The Committee Wednesday received a briefing on the Pakistan Remittances Initiative (PRI), with particular focus on changes to incentive schemes over the years, including applicable rates and their financial implications.
The Committee was informed that the charges for Money Transfer Operators (MTO) on remittance inflows went up from Rs 1 to Rs 4.5 per transaction.
Govt decides to review Pakistan Remittances Initiative
Under the Pakistan Remittance Initiative (PRI), the country’s remittances touched historic heights of USD38 billion, so the fee charges for banks and MTOs went up to Rs 130 billion, mainly because the government has increased the charges based on an incremental increase from an average 20 Riyal per transaction to 35 Saudi Riyal. Hence, this incentive package resulted in increasing the remittances.
Now, it has been slashed down to 20 Riyals per transaction, the Executive Director of the State Bank of Pakistan, Inayat Hussain, told the Senate Standing Committee on Finance, which met under the Chairmanship of Senator Saleem Mandviwalla here on Wednesday.
The SBP official said that the per-transaction cost of remittances in country was hovering around USD8.2, while in India it was USD10.2, and Bangladesh USD13.9.
The SBP high-up briefed the committee that the government will spend Rs80 to Rs100 billion this fiscal year on the incentive scheme for remittances. Mandviwalla suggested that the central bank should reverse the increase and restore the Re1 level, arguing that overseas Pakistanis are not benefiting from the higher charges, which are only adding profits for banks and MTOs.
SBP Executive Director Dr Inayat Hussain informed the committee that last year, the government paid Rs. 124 billion under the incentive package to subsidize deductions on remittances.
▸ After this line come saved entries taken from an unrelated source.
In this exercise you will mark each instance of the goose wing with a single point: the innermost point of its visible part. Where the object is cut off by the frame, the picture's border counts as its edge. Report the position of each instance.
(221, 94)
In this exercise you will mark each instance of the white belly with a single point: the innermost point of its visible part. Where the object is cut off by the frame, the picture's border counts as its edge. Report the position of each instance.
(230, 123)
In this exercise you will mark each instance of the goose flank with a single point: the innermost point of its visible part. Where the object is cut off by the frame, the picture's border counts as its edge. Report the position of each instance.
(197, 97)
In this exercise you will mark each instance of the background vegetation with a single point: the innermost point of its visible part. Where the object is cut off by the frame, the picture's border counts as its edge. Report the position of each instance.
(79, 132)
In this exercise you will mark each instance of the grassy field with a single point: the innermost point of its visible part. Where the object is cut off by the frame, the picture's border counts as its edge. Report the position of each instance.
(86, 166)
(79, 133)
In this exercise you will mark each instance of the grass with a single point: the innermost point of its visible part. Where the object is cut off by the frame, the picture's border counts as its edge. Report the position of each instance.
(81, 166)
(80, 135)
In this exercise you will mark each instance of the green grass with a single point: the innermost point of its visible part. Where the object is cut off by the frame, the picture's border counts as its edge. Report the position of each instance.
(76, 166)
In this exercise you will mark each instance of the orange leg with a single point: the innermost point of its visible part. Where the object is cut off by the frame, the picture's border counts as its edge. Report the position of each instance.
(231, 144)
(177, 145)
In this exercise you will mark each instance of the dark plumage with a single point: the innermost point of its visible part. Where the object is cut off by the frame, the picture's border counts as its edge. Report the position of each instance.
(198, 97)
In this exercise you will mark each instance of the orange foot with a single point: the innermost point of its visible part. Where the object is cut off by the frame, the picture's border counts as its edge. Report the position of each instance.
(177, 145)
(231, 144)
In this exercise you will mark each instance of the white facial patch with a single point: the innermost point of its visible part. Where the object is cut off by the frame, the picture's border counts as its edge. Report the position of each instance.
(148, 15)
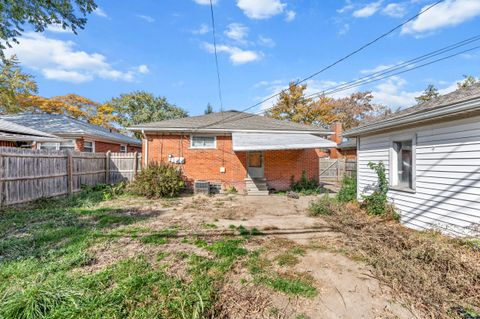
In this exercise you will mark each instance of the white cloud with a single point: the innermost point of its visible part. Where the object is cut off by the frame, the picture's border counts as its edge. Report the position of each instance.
(290, 15)
(266, 42)
(261, 9)
(60, 60)
(237, 32)
(149, 19)
(237, 55)
(203, 29)
(368, 10)
(99, 12)
(206, 2)
(396, 10)
(57, 28)
(445, 14)
(66, 76)
(347, 7)
(143, 69)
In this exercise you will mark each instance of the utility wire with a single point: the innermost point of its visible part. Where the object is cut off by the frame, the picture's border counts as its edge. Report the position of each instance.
(219, 82)
(332, 64)
(387, 73)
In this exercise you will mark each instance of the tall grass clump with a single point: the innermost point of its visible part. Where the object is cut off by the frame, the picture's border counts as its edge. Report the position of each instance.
(158, 180)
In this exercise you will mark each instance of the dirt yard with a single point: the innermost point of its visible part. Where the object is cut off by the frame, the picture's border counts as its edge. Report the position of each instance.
(290, 244)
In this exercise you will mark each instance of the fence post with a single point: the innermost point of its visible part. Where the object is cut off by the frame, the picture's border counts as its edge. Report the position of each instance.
(107, 167)
(69, 172)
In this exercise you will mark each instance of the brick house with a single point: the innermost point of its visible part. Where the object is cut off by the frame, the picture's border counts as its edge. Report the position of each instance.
(237, 149)
(75, 134)
(14, 135)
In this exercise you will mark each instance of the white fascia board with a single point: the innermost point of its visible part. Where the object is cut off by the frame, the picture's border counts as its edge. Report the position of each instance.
(189, 131)
(435, 113)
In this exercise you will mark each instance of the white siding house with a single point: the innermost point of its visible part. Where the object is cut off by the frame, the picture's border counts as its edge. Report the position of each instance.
(432, 156)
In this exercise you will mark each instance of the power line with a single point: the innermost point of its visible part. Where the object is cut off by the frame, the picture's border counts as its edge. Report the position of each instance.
(370, 79)
(219, 82)
(334, 63)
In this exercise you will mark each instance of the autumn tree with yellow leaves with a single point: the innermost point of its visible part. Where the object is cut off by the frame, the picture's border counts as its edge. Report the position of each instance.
(294, 106)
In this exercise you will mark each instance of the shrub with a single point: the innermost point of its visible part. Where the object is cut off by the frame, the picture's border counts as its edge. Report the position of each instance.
(348, 191)
(376, 203)
(158, 180)
(304, 184)
(322, 206)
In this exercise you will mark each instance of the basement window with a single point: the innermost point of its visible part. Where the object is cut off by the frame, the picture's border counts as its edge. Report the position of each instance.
(204, 142)
(402, 165)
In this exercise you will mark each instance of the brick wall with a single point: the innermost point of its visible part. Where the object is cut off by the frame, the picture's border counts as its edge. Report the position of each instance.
(205, 164)
(201, 164)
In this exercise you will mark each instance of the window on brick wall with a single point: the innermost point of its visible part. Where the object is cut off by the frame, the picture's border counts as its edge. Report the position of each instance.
(89, 146)
(203, 141)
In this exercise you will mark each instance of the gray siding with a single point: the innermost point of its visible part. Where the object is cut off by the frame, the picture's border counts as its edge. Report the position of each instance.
(447, 172)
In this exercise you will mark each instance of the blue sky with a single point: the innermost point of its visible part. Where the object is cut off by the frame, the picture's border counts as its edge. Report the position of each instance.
(165, 47)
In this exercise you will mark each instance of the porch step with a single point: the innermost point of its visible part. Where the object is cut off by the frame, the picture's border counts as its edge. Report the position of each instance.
(256, 186)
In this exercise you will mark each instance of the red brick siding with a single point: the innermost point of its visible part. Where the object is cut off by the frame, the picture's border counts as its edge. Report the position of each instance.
(201, 164)
(205, 164)
(7, 144)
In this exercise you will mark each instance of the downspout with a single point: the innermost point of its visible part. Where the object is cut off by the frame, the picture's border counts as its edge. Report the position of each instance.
(146, 148)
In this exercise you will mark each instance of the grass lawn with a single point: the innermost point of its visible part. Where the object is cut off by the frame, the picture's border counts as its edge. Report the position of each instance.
(45, 247)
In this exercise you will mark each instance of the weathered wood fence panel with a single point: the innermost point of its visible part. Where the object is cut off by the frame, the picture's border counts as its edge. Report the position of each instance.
(27, 175)
(333, 170)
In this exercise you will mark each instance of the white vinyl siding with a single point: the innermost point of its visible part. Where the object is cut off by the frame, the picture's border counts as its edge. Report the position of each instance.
(447, 175)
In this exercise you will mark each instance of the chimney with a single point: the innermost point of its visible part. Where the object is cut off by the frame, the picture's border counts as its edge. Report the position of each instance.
(336, 137)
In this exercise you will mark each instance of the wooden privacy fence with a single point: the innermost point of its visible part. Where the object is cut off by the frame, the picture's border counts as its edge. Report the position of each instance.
(333, 170)
(26, 175)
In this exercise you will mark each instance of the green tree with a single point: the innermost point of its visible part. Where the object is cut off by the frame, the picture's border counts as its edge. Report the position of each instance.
(143, 107)
(15, 14)
(14, 85)
(468, 80)
(430, 93)
(209, 109)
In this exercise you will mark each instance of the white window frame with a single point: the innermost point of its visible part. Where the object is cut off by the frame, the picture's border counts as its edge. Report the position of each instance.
(93, 146)
(56, 144)
(393, 165)
(203, 147)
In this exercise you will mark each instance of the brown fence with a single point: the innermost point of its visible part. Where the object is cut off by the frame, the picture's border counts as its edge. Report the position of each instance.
(333, 170)
(27, 175)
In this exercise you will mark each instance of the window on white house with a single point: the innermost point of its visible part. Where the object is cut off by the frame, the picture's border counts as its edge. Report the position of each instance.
(402, 165)
(203, 142)
(89, 146)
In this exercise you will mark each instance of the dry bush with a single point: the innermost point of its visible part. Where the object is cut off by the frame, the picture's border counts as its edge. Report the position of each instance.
(435, 274)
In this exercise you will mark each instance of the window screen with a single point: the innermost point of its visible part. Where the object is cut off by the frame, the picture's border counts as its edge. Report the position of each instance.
(403, 169)
(203, 142)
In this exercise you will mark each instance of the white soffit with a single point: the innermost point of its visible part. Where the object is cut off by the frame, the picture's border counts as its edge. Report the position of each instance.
(270, 141)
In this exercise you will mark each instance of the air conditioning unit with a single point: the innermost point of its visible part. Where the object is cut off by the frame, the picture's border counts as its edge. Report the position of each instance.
(201, 187)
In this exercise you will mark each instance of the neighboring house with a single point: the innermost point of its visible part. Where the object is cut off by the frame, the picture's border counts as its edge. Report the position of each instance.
(236, 149)
(14, 135)
(346, 148)
(77, 135)
(432, 155)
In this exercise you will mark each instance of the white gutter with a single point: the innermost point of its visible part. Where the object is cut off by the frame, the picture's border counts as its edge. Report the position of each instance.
(438, 112)
(183, 130)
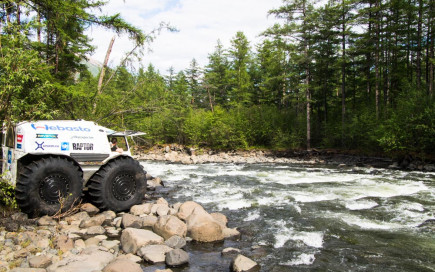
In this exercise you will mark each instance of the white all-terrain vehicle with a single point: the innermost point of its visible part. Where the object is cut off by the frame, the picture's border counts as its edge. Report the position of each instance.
(51, 163)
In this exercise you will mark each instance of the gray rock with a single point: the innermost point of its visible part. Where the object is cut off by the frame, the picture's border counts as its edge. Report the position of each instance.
(154, 253)
(176, 242)
(243, 264)
(97, 220)
(95, 230)
(149, 221)
(41, 261)
(176, 257)
(90, 209)
(122, 265)
(46, 221)
(77, 217)
(19, 216)
(169, 225)
(133, 239)
(141, 209)
(131, 221)
(230, 251)
(91, 259)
Now, in order to reduce the size of the incentive package, the government has fixed 20 Saudi Riyals per transaction, applicable to transfers of a minimum of USD200. Last year, the scheme offered between 20 and 35 riyals per transaction. He explained that depreciation of the rupee had contributed to the increase in operator charges.
Senator Vawda disclosed that the MTOs were involved in breaking down the transferred amount in order to increase their fee charges.
The Chairman of the Senate panel also inquired about the charges collected by Visa and Master Cards on the credit cards in US dollars, thus transferring around USD130 million on an annual basis. Dr Inayat Hussain informed the committee that 70 percent of cards in use in Pakistan are Visa and MasterCard, while 30 percent are PayPak.
Chairman Senator Saleem Mandviwalla observed that while the initiative was established to support overseas Pakistanis, the benefits were in many cases being absorbed by banks and money transfer operators rather than the remitters themselves. He emphasised the importance of rationalising costs to ensure that beneficiaries in Pakistan receive the maximum value of remittances.
The Minister of State for Finance and Revenue assured members that the matter would be reviewed with the State Bank and relevant stakeholders to simplify the mechanism and safeguard against misuse.
The Committee considered the Government Bill titled “The Virtual Assets Bill, 2025”, referred by the House on 15 August 2025. While the matter had been taken up in the previous sitting, members once again underscored the need for further clarity from the concerned authorities. Therefore, the Committee decided to postpone further consideration until the head of the proposed regulatory authority is available to brief the members directly.